Hey folks, I've been running GPT-3 for a while now using OpenAI's API and am starting to feel the pinch on my budget. The API costs are getting significant, especially with traffic spikes. I'm contemplating a shift to a self-hosted setup, maybe using something like GPT-J or a distilled variant to cut costs.
I've read mixed opinions online about self-hosting. Some say the additional operational complexity isn't worth it, while others claim huge savings compared to API consumption. I'm trying to break down the total cost of ownership (TCO) for this transition.
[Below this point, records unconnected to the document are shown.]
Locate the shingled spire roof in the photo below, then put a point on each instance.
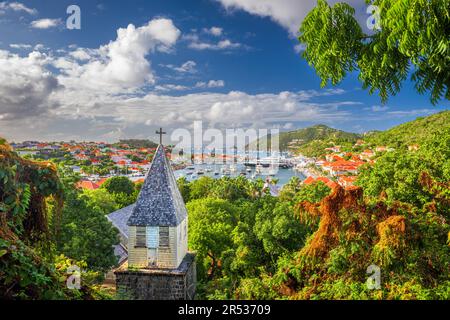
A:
(160, 202)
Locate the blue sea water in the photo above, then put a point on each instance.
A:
(191, 173)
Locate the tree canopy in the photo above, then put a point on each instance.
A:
(414, 40)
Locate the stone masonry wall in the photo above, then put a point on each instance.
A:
(159, 284)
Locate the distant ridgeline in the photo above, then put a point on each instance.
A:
(314, 140)
(414, 132)
(138, 143)
(308, 139)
The factors I'm considering include:
Has anyone done a deep dive into this cost analysis? Any experience or resources you recommend? Particularly interested in avoiding any gotchas in infrastructure scaling or hidden costs. Also, how do the costs evolve with usage scaling up? Is there a tipping point where self-hosting definitively becomes cheaper?
Thanks for any insights!
I had similar concerns about API costs spiraling out of control, so I switched to a self-hosted setup using GPT-J on AWS. Initially, there were some unexpected costs related to scaling (autoscaling configs were a bit of a pain), but overall, I've cut my monthly bill by about 40%. The biggest one-time expense was setting up CI/CD for model updates. Worth noting: unexpected costs can pop up if you're not meticulous with monitoring and scaling configurations.
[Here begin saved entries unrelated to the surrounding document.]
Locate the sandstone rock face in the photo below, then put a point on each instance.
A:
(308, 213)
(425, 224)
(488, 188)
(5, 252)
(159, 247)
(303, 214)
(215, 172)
Interesting topic! I haven't self-hosted yet, but I'm curious, how do you handle security and compliance when deploying these large models yourself? Do you need any specific expertise or additional tools to ensure everything's secure when you move away from a managed service like an API?
Have you thought about Azure or even using something like Linode for compute? Azure has some great deals with their reserved instances if you're ready to commit for a year or more. Linode can be a budget-friendly alternative, though it lacks some advanced features of the big cloud providers. Also, consider the cost of network egress charges, which can be a hidden trap with any cloud service when scaling. In your TCO analysis, don't forget the human cost – you'll need someone to manage and tune this setup regularly.
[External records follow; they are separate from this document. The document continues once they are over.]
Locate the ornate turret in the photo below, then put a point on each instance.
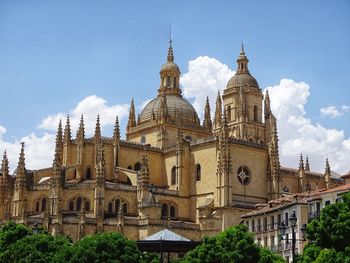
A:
(302, 178)
(97, 135)
(55, 183)
(81, 131)
(224, 166)
(116, 132)
(20, 195)
(170, 75)
(99, 188)
(307, 165)
(207, 118)
(267, 106)
(5, 188)
(163, 110)
(327, 175)
(131, 120)
(218, 111)
(144, 175)
(67, 137)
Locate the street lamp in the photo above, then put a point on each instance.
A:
(293, 222)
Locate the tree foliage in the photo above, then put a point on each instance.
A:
(329, 235)
(233, 245)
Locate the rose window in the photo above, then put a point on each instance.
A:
(243, 175)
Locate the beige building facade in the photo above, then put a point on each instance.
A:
(172, 170)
I've been running GPT-J on my own servers for about 6 months. The key takeaway for me was that the compute costs on AWS can really add up if you don't have sustained usage discounts. During peak times, bursting instances can help manage costs, but you'll still have to find the right balance between performance and cost. Consider using spot instances, though they require careful architecture to handle interruptions.
If you're looking at the nitty-gritty, don't underestimate the networking costs of data transfer between your instances and storage. It can add up pretty quickly, especially with GCP. For me, the tipping point to consider self-hosting was around 50 million tokens per month; beyond that, the compute really began showing significant savings. Plus, with AWS spot instances, you can save a fair bit if your workload can tolerate interruptions.
I've found that the biggest hidden cost is often in the maintenance and updates. If you plan to self-host, keep in mind that ensuring your setup is optimized and staying current with security and version updates can eat up manpower. For cheaper storage, services like Backblaze instead of traditional cloud providers can save you a lot, especially for backups.
I've been down this road before. When I first considered self-hosting, I was also looking at a combination of AWS services for compute and storage. One thing that caught me off guard was the cost of maintaining redundancy and dealing with unexpected spikes in usage. Make sure to factor in the cost of load balancers, autoscaling groups, and suitable storage solutions (like S3 or Glacier for snapshots). For me, the tipping point where self-hosting became cheaper was around the 200K API requests per month mark, but this can vary based on your usage patterns and optimization.